Skip to content

Megatron-DeepSpeed

Megatron-DeepSpeed is a scalable, highly performant library for training large language models on any GPU1.

In particular, it retains the core 4D parallelism2 functionality of the NVIDIA / Megatron-LM library, while leveraging the microsoft / DeepSpeed library for efficient scaling and 🍋 saforem2 / ezpz for automated device + backend selection.

Getting Started

  1. Clone the argonne-lcf / Megatron-DeepSpeed repository:

    git clone https://github.com/argonne-lcf/Megatron-DeepSpeed
    cd Megatron-DeepSpeed
    
  2. Set up your environment:

    export PBS_O_WORKDIR=$(pwd)
    source <(curl -s https://raw.githubusercontent.com/saforem2/ezpz/refs/heads/main/src/ezpz/bin/utils.sh)
    ezpz_setup_env
    
    [Optional] Setup WandB

    To enable Weights & Biases (WandB) logging, we need to install and login:

    python3 -m pip install wandb --upgrade
    wandb login
    

    NOTE: WandB can be disabled by setting export WANDB_DISABLED=1

    See wandb: Quickstart for additional information

  3. Install dependencies:

    1. 🍋 saforem2 / ezpz:
    python3 -m pip install -e "git+https://github.com/saforem2/ezpz#egg=ezpz" --require-virtualenv
    
    1. microsoft / DeepSpeed:
    python3 -m pip install deepspeed
    
  4. Launch training:

    # Before launching, `PBS_O_WORKDIR` should be set to Megatron-DeepSpeed's PATH
    # and venv inside Megatron-DeepSpeed/venv should be activated.
    TP=2 NLAYERS=10 DATA_FILE_LIST=ALCF/data-lists/aurora/books.txt bash train_aGPT_7B.sh
    

    This will launch a distributed pre-training run with:

    • NLAYERS=10: Llama style model consisting of 10 layers

    • TP=2: Split across 2 Tensor Parallel groups

    • DATA_FILE_LIST: Using the Books corpus of the Dolma dataset

    Overridable Options

    This is a simple subset of the overridable options.

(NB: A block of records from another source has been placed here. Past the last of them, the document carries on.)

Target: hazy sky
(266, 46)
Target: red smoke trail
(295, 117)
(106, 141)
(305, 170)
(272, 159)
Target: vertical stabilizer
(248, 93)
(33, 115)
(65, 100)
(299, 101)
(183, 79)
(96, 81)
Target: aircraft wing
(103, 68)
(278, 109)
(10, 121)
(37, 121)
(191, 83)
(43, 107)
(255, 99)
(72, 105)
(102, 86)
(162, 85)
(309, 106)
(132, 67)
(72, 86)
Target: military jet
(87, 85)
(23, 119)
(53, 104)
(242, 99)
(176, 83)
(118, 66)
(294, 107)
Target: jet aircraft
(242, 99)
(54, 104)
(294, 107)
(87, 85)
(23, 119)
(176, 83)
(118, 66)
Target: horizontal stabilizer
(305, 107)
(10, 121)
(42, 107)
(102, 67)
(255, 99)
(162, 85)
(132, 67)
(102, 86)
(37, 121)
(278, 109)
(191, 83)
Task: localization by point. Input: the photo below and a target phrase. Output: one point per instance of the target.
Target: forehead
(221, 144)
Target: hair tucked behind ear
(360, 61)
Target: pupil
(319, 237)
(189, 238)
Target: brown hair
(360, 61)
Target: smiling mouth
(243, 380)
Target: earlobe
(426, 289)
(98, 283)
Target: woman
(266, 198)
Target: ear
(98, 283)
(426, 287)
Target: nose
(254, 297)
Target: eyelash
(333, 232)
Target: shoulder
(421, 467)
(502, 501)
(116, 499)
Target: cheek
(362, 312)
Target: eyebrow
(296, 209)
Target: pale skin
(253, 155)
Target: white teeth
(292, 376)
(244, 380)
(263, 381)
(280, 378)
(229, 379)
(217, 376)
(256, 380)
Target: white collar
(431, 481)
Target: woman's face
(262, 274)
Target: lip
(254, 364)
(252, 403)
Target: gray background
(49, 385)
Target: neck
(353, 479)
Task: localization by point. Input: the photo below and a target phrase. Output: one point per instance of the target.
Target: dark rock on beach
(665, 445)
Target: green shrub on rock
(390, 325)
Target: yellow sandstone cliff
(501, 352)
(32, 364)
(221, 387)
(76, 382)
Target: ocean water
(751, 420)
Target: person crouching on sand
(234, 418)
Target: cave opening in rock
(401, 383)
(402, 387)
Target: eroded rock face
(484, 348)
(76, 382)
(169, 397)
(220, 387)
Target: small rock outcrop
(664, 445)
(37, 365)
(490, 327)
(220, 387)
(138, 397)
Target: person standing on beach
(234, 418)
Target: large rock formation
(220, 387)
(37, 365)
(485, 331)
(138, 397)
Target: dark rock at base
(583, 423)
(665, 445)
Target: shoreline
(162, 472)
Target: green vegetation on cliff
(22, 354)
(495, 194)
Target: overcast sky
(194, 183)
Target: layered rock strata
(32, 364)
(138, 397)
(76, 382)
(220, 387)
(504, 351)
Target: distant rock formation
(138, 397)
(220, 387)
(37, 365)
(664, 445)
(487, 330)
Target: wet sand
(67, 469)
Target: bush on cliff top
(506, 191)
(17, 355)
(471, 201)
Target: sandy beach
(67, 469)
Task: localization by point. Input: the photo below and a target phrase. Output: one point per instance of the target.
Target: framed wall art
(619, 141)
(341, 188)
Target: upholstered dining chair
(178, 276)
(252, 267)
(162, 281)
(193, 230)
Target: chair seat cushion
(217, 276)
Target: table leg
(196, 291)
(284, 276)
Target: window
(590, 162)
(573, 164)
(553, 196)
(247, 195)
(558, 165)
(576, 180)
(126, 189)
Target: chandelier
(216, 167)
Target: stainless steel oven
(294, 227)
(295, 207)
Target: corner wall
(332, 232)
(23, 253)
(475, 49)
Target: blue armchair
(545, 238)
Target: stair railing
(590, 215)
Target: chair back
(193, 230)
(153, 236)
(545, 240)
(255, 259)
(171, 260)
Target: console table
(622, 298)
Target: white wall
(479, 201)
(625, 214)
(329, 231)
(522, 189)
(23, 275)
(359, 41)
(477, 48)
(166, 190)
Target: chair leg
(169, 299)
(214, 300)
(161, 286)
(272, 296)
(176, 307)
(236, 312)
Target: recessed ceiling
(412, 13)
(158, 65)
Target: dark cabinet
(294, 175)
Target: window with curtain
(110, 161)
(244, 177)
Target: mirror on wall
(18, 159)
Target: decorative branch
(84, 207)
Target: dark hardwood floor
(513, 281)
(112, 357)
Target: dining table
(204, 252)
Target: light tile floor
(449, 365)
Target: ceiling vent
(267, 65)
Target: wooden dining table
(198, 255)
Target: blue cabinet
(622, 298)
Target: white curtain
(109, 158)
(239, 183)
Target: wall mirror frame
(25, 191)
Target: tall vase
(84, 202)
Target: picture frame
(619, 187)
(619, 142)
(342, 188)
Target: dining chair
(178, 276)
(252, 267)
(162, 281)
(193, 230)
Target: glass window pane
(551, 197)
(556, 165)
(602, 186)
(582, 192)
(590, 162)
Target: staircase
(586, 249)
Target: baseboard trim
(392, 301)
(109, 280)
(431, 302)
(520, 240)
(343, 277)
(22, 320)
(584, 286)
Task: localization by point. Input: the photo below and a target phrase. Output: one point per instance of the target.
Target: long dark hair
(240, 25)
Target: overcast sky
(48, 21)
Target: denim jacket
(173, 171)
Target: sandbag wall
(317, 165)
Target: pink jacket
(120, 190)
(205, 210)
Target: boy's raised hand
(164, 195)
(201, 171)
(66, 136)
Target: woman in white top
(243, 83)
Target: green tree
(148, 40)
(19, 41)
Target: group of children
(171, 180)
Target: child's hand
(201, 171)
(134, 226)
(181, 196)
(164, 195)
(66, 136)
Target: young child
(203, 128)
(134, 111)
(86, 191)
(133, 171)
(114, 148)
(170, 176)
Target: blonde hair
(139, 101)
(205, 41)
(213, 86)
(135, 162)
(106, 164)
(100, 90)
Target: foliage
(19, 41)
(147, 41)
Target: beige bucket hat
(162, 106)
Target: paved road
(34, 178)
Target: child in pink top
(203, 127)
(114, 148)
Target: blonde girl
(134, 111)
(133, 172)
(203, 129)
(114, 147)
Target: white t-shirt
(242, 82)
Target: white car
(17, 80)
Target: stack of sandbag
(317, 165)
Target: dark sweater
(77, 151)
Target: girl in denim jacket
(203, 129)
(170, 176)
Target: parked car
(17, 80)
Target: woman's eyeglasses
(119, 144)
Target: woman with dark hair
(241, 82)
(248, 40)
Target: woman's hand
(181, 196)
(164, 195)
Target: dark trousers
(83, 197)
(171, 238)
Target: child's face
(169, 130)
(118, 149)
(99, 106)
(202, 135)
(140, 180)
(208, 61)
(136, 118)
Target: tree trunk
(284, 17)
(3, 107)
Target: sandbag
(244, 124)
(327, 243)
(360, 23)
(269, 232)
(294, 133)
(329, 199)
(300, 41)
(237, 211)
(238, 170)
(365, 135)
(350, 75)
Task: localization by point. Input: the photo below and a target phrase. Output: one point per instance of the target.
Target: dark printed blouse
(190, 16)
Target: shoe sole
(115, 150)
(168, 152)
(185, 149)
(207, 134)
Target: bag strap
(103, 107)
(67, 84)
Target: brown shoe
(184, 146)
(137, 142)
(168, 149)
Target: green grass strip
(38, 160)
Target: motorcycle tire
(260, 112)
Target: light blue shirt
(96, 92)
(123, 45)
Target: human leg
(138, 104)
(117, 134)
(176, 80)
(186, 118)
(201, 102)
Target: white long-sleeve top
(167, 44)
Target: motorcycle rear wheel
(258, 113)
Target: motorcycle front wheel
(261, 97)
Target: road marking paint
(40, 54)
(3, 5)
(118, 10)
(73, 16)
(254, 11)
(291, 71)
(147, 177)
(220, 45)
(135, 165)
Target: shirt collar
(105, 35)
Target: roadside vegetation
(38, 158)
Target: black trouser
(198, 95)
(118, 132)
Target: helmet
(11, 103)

    The full list (as well as their default values) can be found in ALCF / helpers.sh

    • DTYPE: Data type
    • DATA_FILE_LIST: Data file list
    • FFN_HIDDEN_SIZE: Feedforward Neural Network projection size
    • GRAD_ACC_STEPS: Gradient accumulation steps
    • HEADS: Number of attention heads
    • HIDDEN: Hidden size
    • MICRO_BATCH: Micro batch size
    • NO_FLASH_ATTN: No Flash Attention
    • NLAYERS: Number of layers
    • NUM_KV_HEAD: Number of key-value heads
    • OPT: Optimizer
      • adam
      • adam8bit
      • adamw
      • adamwschedulefree
      • apex.adam
      • apex.sgd
      • ds.fusedlamb
      • ds.onebitlamb
      • galoreadamw
      • galoreadamw8bit
      • galoreadamw8bitperlayer
      • ipex.fusedlamb
      • ipex.lamb
      • shampoo
      • sgd
      • sgdschedulefree
      • sophiag
    • PP: Pipeline parallelism degree
    • SEQ: Sequence length
    • SP: Sequence parallelism (Ulysses) degree
    • TP: Tensor parallelism degree
    • TRAIN_TOKENS: Number of training tokens
    • TRAIN_ITERS: Number of training iterations
    • USE_ACTIVATION_CHECKPOINTING: Use activation checkpointing
    • WEIGHT_DECAY: Weight decay
    • ZERO_STAGE: Zero stage

  1. Megatron-DeepSpeed is designed to work on any GPU, including NVIDIA GPUs (NCCL), AMD GPUs (RCCL), and Intel XPUs (CCL). 

  2. 4D parallelism refers to data (DP), tensor (TP), pipeline (PP), and sequence (SP) parallelism degrees of freedom.